MPI-Parallel Saddle Point Search¶

What you will learn¶

This tutorial walks through running a GP-accelerated dimer saddle point search with MPI parallelism. By the end you will be able to:

Build gprd with the ScaLAPACK backend for distributed dense linear algebra
Prepare input files (.con geometry, capnp config, orientation) for any molecular system
Run the search with a PET-MAD universal ML potential via rgpot
Scale across MPI ranks and measure the speedup

Prerequisites¶

A working pixi installation
An ML potential model file (PET-MAD .pt or any metatomic-compatible model)
A .con geometry file for your system

Building with MPI support¶

The ScaLAPACK backend distributes both the GP kernel assembly and the Cholesky factorization across MPI ranks. Install the environment and build:

pixi install -e scalapack
pixi run -e scalapack meson setup bld \
    -Dlinalg_backend=scalapack \
    -Duse_readcon=true \
    -Duse_capnp=true \
    -Duse_hdf5=false \
    -Dwith_tests=true
pixi run -e scalapack ninja -C bld

For MetatomicPot (PET-MAD), you also need to pass cmake prefix paths for torch, metatensor, and metatomic. These are found via Python:

SP=$(pixi run -e scalapack python3 -c \
    'import site; print(site.getsitepackages()[0])')
cat > torch_native.ini << EOF
[built-in options]
cmake_prefix_path = [
    '$SP/torch/share/cmake',
    '$SP/metatensor/lib/cmake',
    '$SP/metatensor/torch/torch-2.7/lib/cmake',
    '$SP/metatomic/torch/torch-2.7/lib/cmake'
]
cpp_args = [
    '-I$SP/metatensor/include',
    '-I$SP/metatensor/torch/torch-2.7/include',
    '-I$SP/metatomic/torch/torch-2.7/include',
    '-I$SP/vesin/include'
]
EOF
LIBRARY_PATH="$SP/vesin/lib:$LIBRARY_PATH" \
pixi run -e scalapack meson setup bld \
    --native-file torch_native.ini \
    -Dlinalg_backend=scalapack \
    -Duse_readcon=true \
    -Duse_capnp=true
pixi run -e scalapack ninja -C bld

Verify the build:

pixi run -e scalapack meson test -C bld
# Expect 41/41 tests pass (or 43 with scaling tests)

Preparing input files¶

Geometry: `pos.con`¶

The .con format is used by eOn and stores atomic positions, types, cell dimensions, and frozen/moving flags.
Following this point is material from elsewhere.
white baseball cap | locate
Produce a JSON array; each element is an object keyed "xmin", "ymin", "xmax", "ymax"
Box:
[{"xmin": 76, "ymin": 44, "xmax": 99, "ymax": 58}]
Example for oxadiazole (9 atoms):

Generated by eOn

20.000000 20.000000 20.000000
90.000000 90.000000 90.000000


4
2 1 2 4
14.000000 15.980000 15.980000 1.008000
N
Coordinates of component   1
12.709927 12.943985 10.896305 0 1
...

The fifth column (0 or 1) marks each atom as moving (0) or frozen (1). gprd reads this via readcon-core and automatically assigns atom types from atomic numbers.

Configuration: capnp binary¶

GPR dimer parameters are stored as a Cap’n Proto binary. Generate one from a TOML config:

# Convert an eOn config.ini to the TOML format:
python3 schema/eon_ini_to_toml.py config.ini --con pos.con -o config.toml

# Generate the capnp binary:
uv run schema/gen_capnp_params.py config.toml params.bin

Key parameters to tune per system:

Parameter	TOML key	Typical value
Convergence force	`problem.finalConvergenceForce`	0.01
Max outer iterations	`problem.relaxation.maxOuterIterations`	300
SCG max iterations	`optimizer.maxIter`	400
SCG lambda	`optimizer.scg.lambda`	100
GP noise variance	`gpr.gpSigma2`	1e-5
Active radius	`problem.actdistFro`	30.3

Dimer orientation: `direction.dat`¶

One line per atom with dx dy dz displacement components. This sets the initial dimer orientation along a physically meaningful direction (e.g. a reaction coordinate). If omitted, gprd generates a random orientation.

Running the search¶

Single rank (serial)¶

gprd --pos pos.con \
     --orient direction.dat \
     --config params.bin \
     --potential metatomic \
     --model pet-mad-xs-v1.5.0.pt

Multiple ranks (MPI parallel)¶

mpirun -np 4 gprd --pos pos.con \
     --orient direction.dat \
     --config params.bin \
     --potential metatomic \
     --model pet-mad-xs-v1.5.0.pt

Available potentials: xtb (GFN2-xTB), gfn2, gfnff (GFN force field), lj (Lennard-Jones), cuh2 (EAM for Cu+H2), metatomic (any metatrain model).

What gets parallelized¶

The GP pipeline distributes work across MPI ranks at three levels:

Kernel matrix assembly: The covariance matrix K is built tile by tile directly into a 2D block-cyclic distributed buffer. Each rank walks the lower-triangle of observation tile pairs and the BLACS ownership predicate selects exactly one rank per tile; owned tiles are evaluated locally and written into the rank’s block-cyclic slice. No replicated full K is materialized and no MPI_Allreduce fires on the assembled matrix. A legacy round-robin + Allreduce assembly (do_reduce=true) remains for non-ScaLAPACK callers and unit tests.
Cholesky factorization: K = L L^T via ScaLAPACK pdpotrf over the same 2D block-cyclic BLACS process grid that owns the assembled tiles – no scatter step needed. Triangular solves (pdtrsm) and inverse (pdpotri) are also distributed and reuse the cached factor.
Gradient matrices: The dK/d\theta matrices for each hyperparameter follow the same tile-based ownership pattern; the per-hyperparameter trace term is computed locally per rank and a single ordered_sum_bcast reduces all n_hp traces in one collective.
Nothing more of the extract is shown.